Syrian chemicals on the move?

WASHINGTON — A high-level defector has provided a disturbing new account of Syrian chemical weapons operations — including an allegation that some of these weapons have been moved since Russia proposed an international monitoring scheme to destroy the toxic munitions.

The revelations came in a lengthy telephone interview Sunday with Brig. Gen. Zaher al-Sakat, who was a chemical-weapons specialist for the Syrian army until he defected to the rebels in March. Sakat spoke by Skype from a city in Jordan.

U.S. officials appear skeptical of allegations that chemical weapons have been moved outside Syria, to Iraq or Lebanon, as claimed by Sakat and others. So it’s best to treat those reports with caution. But Israeli officials are said to believe that the Syrian regime has been moving weapons inside the country to areas of greater regime control, for reasons of security or, perhaps, concealment.

Sakat’s most compelling information was his account of being ordered to use the toxic chemical phosgene in the Deraa area of southern Syria last year. The defector said that at the time, he supervised chemical weapons for the Syrian Army’s Fifth Division, based in Deraa, a stronghold of rebel support.

Sakat was summoned in October 2012 by his commander, whom he named as Maj. Gen. Ali Hassan Ammar, and told to use phosgene to attack a region north of Deraa that included the villages of al-Sheikh Maskin, al-Hrak and Buser al-Harir.

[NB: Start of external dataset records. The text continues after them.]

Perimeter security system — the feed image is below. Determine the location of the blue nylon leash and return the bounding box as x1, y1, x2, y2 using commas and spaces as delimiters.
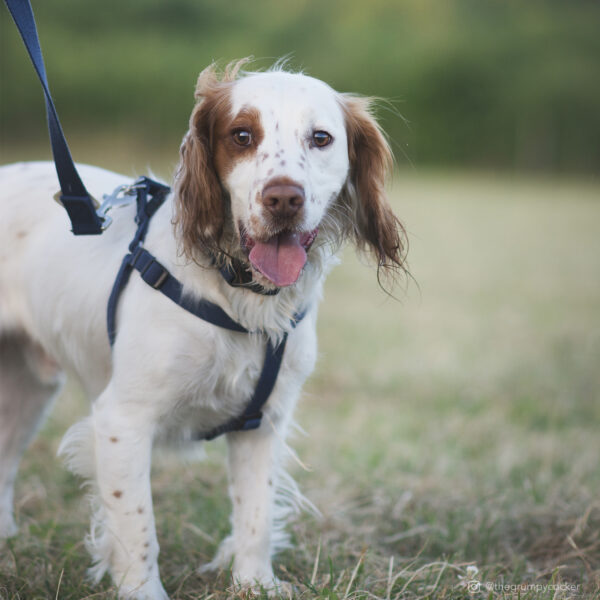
5, 0, 304, 440
4, 0, 103, 235
107, 177, 305, 441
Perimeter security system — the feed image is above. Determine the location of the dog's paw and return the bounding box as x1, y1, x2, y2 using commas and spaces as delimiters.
119, 577, 169, 600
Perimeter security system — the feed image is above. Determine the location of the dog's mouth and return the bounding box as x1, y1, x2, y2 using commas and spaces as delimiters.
240, 227, 318, 287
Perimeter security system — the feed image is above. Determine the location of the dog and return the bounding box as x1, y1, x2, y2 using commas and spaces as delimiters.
0, 61, 406, 600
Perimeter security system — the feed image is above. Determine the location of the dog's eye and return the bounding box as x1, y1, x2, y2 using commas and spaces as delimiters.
232, 129, 252, 146
313, 131, 333, 148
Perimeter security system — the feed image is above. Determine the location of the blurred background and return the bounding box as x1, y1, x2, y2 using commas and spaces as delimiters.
0, 0, 600, 174
0, 0, 600, 600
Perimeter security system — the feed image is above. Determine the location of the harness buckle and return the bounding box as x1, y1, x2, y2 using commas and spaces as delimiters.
96, 182, 142, 231
140, 258, 169, 290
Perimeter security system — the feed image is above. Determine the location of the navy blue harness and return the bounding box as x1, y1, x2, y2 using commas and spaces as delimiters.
5, 0, 304, 440
107, 177, 304, 440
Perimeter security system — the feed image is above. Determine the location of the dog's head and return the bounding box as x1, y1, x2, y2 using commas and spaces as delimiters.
176, 61, 404, 287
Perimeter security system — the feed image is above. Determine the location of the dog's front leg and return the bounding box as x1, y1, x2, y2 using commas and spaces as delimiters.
227, 423, 281, 588
91, 386, 167, 600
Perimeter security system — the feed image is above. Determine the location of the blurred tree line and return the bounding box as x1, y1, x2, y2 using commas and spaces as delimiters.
0, 0, 600, 173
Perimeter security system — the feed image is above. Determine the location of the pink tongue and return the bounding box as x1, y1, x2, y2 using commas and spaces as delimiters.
250, 232, 306, 287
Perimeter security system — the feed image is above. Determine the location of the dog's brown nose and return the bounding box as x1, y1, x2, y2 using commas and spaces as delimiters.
261, 184, 304, 218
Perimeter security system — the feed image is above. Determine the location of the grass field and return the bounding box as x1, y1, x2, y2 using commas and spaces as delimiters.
0, 165, 600, 600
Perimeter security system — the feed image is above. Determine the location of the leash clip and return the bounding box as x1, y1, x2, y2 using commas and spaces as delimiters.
96, 181, 143, 231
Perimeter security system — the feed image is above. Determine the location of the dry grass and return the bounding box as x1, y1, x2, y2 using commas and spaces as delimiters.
0, 174, 600, 600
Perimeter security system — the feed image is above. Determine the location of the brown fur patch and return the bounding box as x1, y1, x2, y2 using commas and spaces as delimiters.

Sakat said that according to standard procedures, any such order for using toxic gas would have originated with top military and intelligence commanders, who make up what he called the “crisis management cell.” The chain of command passes through Gen. Jamil Hassan, the chief of air force intelligence, whose bases Sakat said are often used to store the chemical stocks. The chain then passes to a group known as Unit 450, which coordinates logistics for chemical weapons, and to individual geographic commands, such as Unit 416 for Aleppo and Unit 417 for Damascus.

When handling the weapons, Sakat said he was instructed to use a simple word-substitution code, known as the “Khaled 4” template. An order to transport, say, sarin gas to a particular place would be conveyed with a phrase such as “Go bring the milk to Mohammed.”

Sakat, a Sunni Muslim, said he didn’t want to carry out the orders to use phosgene against civilians. So he said he dug a pit and buried the odorless toxic gas and dispersed a non-toxic substitute that was mostly a bleach-like compound. But his commanders thought he had performed the mission as ordered.

After the feigned attack, Sakat said he was summoned by his commander, Ammar, who wasn’t aware of the sabotage and who proclaimed to a group of senior officers: “This is our hero who launched the chemical attack.” Sakat named a half-dozen Syrian officers who were present to hear this accolade.

It’s impossible to verify Sakat’s claim that the regime during the past two weeks has sent chemical weapons east toward Iraq and west toward Lebanon. Sakat said planning for these movements began just before Russian Foreign Minister Sergei Lavrov’s Sept. 9 proposal for international control of Syrian chemical weapons, when Hafez Makhlouf, the Syrian chief of intelligence, met with representatives of Iranian and Iraqi intelligence at a location in the Yafour district of Damascus.

Soon after the meeting, Sakat said, rebel intelligence sources spotted a convoy of specialized Mercedes and Volvo trucks moving east from Homs toward a village near Syria’s border with Iraq. The intelligence was provided by Syrian army defectors and an operative known as “Abu Mohammed the Octopus,” who briefly joined us by phone.

Sakat charged that another possible transfer of chemical weapons was made by a convoy of 22 trucks from Mezzeh military airport, southwest of Damascus, toward Lebanon. Just before reaching the frontier, the trucks veered north to the village of Kfer Yabous and then west along a smuggler’s route said to be used by Hezbollah. There’s reason to be skeptical that this transfer took place, since it could probably be monitored by Israel and would immediately make Hezbollah a target for attack.

Sakat said chemical weapons had also been transferred recently to four other locations inside the country, but he didn’t identify them.

In a separate Skype conversation Sunday, a Syrian source inside the country said that chemical weapons equipment had been moved recently from the Bahous Center for Scientific Research, in the area known as Barzeh, northeast of Damascus. The source said he didn’t know the destination.